Last week I read Tessa Hadley’s ‘Everything will be all right’, an exploration of mother/daughter relationships over three generations, as well as a reflection on the enormous changes for women and society over those decades. I found myself living inside the characters’ heads, always a sign of a good book for me. So I was surprised to find out that Tessa’s novels have sometimes been underrated, because they aren’t so much ‘literary’ novels as ‘women’s’ novels. In an interview with the Guardian, she remarks: ‘It’s such a hornet’s nest, but absolutely fascinating to me as well: the whole thing that, if you’re a woman, and you write about families and relationships, you have to do a bit of work to make sure people don’t dismiss you. You have to place yourself, to say: ‘These are thinking books.’*.

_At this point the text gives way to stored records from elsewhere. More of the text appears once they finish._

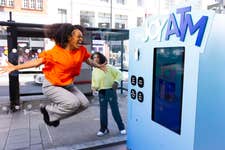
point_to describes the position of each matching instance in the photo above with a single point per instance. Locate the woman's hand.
(9, 68)
(102, 67)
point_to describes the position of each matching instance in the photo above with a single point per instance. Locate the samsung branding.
(154, 28)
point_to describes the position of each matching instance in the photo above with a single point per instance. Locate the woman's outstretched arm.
(29, 64)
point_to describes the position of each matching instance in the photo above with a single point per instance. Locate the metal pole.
(13, 58)
(122, 51)
(111, 14)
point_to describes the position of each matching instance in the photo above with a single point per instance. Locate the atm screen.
(167, 88)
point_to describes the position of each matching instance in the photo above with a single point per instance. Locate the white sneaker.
(123, 132)
(100, 133)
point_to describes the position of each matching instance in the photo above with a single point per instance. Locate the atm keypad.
(140, 97)
(133, 80)
(141, 82)
(133, 94)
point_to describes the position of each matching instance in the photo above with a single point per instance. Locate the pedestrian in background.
(62, 64)
(106, 83)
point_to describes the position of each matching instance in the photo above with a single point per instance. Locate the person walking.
(106, 84)
(62, 64)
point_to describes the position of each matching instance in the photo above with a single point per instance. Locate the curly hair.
(60, 32)
(102, 58)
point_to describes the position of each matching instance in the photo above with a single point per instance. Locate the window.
(25, 3)
(7, 3)
(63, 15)
(87, 18)
(33, 4)
(3, 2)
(121, 1)
(104, 20)
(139, 21)
(10, 3)
(39, 4)
(121, 21)
(139, 2)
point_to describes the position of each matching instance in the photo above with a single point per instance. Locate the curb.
(112, 141)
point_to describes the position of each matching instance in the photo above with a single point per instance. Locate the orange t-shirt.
(61, 66)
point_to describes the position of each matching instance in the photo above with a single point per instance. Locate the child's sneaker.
(123, 132)
(100, 133)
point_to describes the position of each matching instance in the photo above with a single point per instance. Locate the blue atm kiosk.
(177, 82)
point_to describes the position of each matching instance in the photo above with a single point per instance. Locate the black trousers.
(109, 96)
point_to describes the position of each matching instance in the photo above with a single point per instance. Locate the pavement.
(25, 129)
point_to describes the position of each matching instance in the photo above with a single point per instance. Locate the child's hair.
(102, 58)
(60, 32)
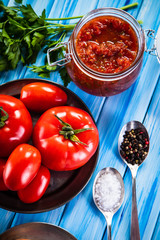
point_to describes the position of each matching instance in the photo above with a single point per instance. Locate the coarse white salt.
(107, 191)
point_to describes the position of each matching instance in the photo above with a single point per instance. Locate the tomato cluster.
(64, 138)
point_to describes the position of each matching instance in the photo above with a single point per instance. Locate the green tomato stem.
(3, 118)
(69, 133)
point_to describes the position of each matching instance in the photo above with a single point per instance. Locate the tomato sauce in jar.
(104, 54)
(107, 44)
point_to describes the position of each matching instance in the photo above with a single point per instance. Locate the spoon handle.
(135, 235)
(109, 221)
(109, 231)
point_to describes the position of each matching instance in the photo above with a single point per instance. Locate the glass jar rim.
(109, 11)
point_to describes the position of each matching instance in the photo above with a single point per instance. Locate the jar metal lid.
(155, 50)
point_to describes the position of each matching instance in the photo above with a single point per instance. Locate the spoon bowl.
(110, 208)
(127, 127)
(135, 234)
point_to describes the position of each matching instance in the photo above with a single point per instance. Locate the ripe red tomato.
(2, 185)
(36, 189)
(21, 167)
(40, 96)
(61, 145)
(15, 124)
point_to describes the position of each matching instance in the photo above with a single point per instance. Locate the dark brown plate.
(36, 231)
(63, 185)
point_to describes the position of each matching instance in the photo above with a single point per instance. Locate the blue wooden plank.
(80, 216)
(108, 130)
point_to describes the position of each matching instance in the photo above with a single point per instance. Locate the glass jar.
(98, 83)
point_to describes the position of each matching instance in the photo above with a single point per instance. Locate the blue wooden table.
(140, 102)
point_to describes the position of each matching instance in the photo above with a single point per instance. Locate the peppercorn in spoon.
(133, 147)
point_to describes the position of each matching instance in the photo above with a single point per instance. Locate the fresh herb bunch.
(23, 34)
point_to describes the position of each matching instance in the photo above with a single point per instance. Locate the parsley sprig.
(23, 34)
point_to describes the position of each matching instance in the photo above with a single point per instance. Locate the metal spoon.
(108, 214)
(135, 234)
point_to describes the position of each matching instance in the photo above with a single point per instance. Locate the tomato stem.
(3, 118)
(69, 133)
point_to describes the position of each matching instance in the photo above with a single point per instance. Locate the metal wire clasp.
(151, 34)
(63, 61)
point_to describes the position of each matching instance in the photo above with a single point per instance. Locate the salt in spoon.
(110, 181)
(135, 234)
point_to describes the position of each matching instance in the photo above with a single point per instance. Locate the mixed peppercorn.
(135, 146)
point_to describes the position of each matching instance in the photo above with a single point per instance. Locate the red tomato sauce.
(107, 44)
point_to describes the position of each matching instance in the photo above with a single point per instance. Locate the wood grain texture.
(140, 102)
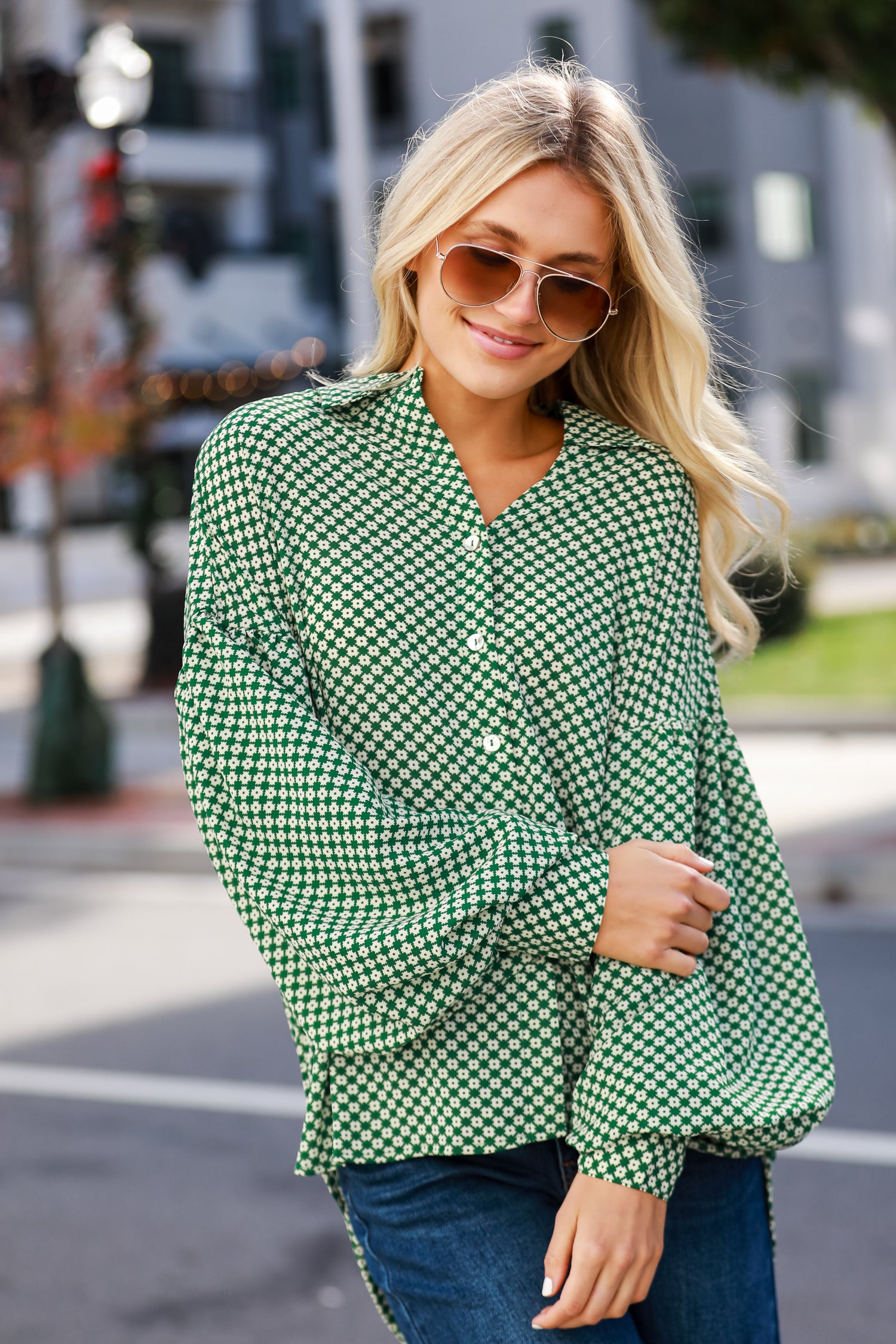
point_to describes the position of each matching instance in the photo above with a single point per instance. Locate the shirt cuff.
(644, 1162)
(562, 915)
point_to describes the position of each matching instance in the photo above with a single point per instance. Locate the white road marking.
(827, 1144)
(106, 1085)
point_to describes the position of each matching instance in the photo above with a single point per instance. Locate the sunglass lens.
(571, 308)
(476, 276)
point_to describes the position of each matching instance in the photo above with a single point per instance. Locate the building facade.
(791, 201)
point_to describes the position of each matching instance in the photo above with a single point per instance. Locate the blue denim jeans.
(457, 1246)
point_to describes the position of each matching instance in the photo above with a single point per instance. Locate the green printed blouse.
(410, 738)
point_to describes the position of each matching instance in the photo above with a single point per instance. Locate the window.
(386, 58)
(284, 78)
(320, 92)
(555, 39)
(782, 210)
(809, 395)
(172, 94)
(705, 210)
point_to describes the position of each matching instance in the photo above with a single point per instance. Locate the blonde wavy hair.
(656, 367)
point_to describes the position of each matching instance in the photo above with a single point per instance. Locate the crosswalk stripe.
(183, 1093)
(106, 1085)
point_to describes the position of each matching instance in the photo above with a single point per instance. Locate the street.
(152, 1218)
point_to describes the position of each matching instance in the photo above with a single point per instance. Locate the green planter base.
(72, 744)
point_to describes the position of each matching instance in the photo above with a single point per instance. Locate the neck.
(480, 426)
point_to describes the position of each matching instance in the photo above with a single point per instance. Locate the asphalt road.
(136, 1225)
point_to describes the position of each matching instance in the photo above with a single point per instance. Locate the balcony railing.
(203, 106)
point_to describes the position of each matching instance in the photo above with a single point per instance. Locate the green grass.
(834, 658)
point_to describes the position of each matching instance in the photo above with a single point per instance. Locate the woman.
(452, 730)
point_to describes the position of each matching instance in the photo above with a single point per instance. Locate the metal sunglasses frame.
(551, 271)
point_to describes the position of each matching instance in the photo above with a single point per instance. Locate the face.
(501, 350)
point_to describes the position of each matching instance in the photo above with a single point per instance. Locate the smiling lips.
(499, 343)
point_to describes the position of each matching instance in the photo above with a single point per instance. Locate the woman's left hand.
(606, 1245)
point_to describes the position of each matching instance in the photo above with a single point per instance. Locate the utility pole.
(347, 81)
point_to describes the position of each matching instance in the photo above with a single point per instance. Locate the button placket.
(483, 639)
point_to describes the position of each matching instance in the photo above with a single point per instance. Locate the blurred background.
(183, 192)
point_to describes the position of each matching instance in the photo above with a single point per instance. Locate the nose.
(520, 305)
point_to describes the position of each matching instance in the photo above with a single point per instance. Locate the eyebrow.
(512, 237)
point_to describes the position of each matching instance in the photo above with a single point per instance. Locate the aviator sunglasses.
(571, 308)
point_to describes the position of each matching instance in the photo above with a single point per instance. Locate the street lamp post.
(346, 65)
(72, 748)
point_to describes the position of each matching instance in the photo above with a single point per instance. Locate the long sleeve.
(734, 1058)
(392, 910)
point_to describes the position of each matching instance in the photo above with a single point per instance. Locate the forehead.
(546, 207)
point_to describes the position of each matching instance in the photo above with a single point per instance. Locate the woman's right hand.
(659, 906)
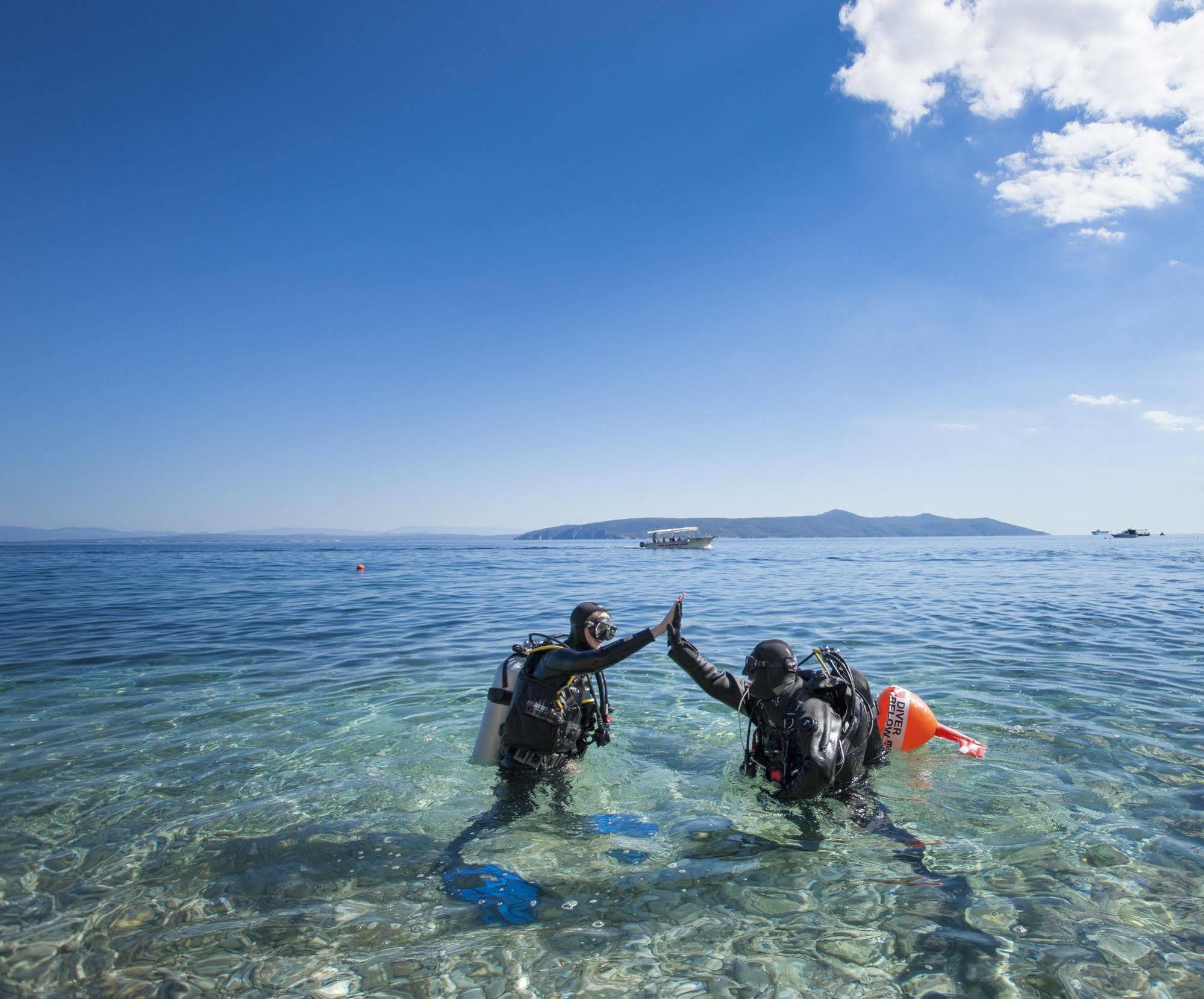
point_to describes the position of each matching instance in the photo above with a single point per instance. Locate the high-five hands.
(672, 622)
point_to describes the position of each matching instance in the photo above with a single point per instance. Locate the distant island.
(836, 524)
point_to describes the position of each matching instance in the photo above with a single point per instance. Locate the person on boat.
(557, 714)
(809, 731)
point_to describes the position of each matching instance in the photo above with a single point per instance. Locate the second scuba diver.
(812, 733)
(558, 708)
(809, 731)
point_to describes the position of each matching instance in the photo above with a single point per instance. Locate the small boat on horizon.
(677, 538)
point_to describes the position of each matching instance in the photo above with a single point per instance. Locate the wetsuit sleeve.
(566, 662)
(722, 686)
(876, 753)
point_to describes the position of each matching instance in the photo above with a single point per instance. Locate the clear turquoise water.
(232, 769)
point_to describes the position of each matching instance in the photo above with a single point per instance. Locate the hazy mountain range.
(836, 524)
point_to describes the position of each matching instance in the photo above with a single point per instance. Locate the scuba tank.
(489, 737)
(501, 695)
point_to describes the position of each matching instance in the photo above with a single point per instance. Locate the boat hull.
(690, 543)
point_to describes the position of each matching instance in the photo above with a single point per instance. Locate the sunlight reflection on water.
(235, 768)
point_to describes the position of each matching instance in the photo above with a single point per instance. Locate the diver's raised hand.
(672, 622)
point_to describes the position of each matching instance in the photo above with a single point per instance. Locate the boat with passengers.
(677, 538)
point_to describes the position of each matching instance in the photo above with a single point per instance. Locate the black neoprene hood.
(775, 654)
(582, 614)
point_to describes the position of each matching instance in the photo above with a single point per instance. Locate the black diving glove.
(673, 633)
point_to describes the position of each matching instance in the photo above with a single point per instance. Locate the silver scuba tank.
(489, 737)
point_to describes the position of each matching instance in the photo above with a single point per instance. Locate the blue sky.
(526, 265)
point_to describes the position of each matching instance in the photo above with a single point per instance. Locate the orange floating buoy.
(907, 724)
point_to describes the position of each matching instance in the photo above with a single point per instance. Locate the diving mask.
(602, 630)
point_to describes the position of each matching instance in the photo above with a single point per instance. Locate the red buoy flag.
(907, 724)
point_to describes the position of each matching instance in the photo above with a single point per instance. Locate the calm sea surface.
(232, 769)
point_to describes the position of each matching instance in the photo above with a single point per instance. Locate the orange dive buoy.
(907, 724)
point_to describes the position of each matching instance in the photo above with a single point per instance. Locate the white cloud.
(1103, 236)
(1132, 79)
(1165, 421)
(1094, 172)
(1112, 399)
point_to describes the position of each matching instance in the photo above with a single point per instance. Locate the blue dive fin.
(624, 824)
(500, 896)
(628, 856)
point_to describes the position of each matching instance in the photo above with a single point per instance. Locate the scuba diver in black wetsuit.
(813, 733)
(558, 709)
(809, 731)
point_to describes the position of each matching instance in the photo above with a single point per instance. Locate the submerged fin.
(628, 856)
(501, 896)
(624, 824)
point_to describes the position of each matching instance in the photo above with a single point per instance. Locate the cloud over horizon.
(1112, 399)
(1129, 73)
(1172, 424)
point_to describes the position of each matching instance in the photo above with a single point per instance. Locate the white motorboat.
(677, 538)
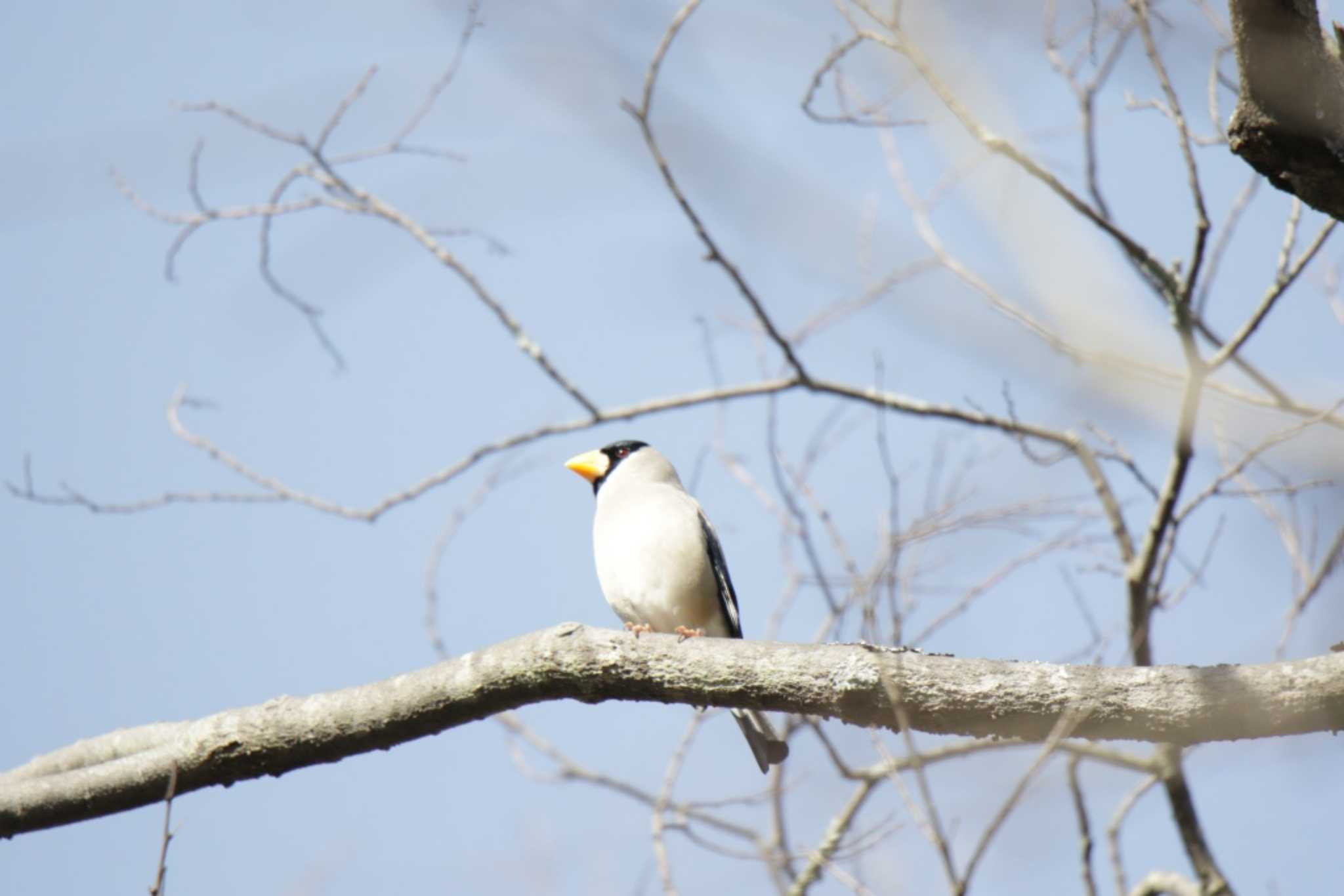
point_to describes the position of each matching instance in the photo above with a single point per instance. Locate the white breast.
(652, 559)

It reminded me of Merrill Joan Gerber, the novelist who featured in Mary Trunk’s stunning documentary, ‘Lost in Living’, which I viewed at a private Brighton screening last month. The film itself was heartrending viewing: following the lives of four mother artists – a film-maker, two visual artists, and a writer – over seven years and chronicling their ambivalence, balancing acts, decisions, passions and despairs. Gerber talks with sadness of the lack of interest in her books after initial successes, because, it seems, they are about family life, which has become unpopular. She describes the way in which her short stories have been stereotyped because they were published in women’s magazines.
This is one of the reasons I am writing ‘Wild Motherhood: Keeping the Creative and Spirit Fires Alive’: to open a space for discussion around the de-valuation of women’s, and in particular mothers’, work, values and priorities. Literature, provided it’s well-written and observed, is no less thought-provoking and intelligent because it concerns women’s daily lives and preoccupations, than ponderous ‘literary’ tomes that are divorced from what forms reality for most people: family life, or ‘domestic ephemera‘ as my friend Kat Soutar calls it in her illuminating photo/writing blog. However, I have often longed for more meaning in women’s fiction – less reliance on old repetitive plot-lines that usually feature a man as a ‘saviour’ or rescuer. This is why I was so excited to discover Tessa Hadley, with her finely-nuanced characters and lyrical language, who fortunately has written several books – I’m now on ‘The London Train’ which I’ve hardly been able to put down for two days.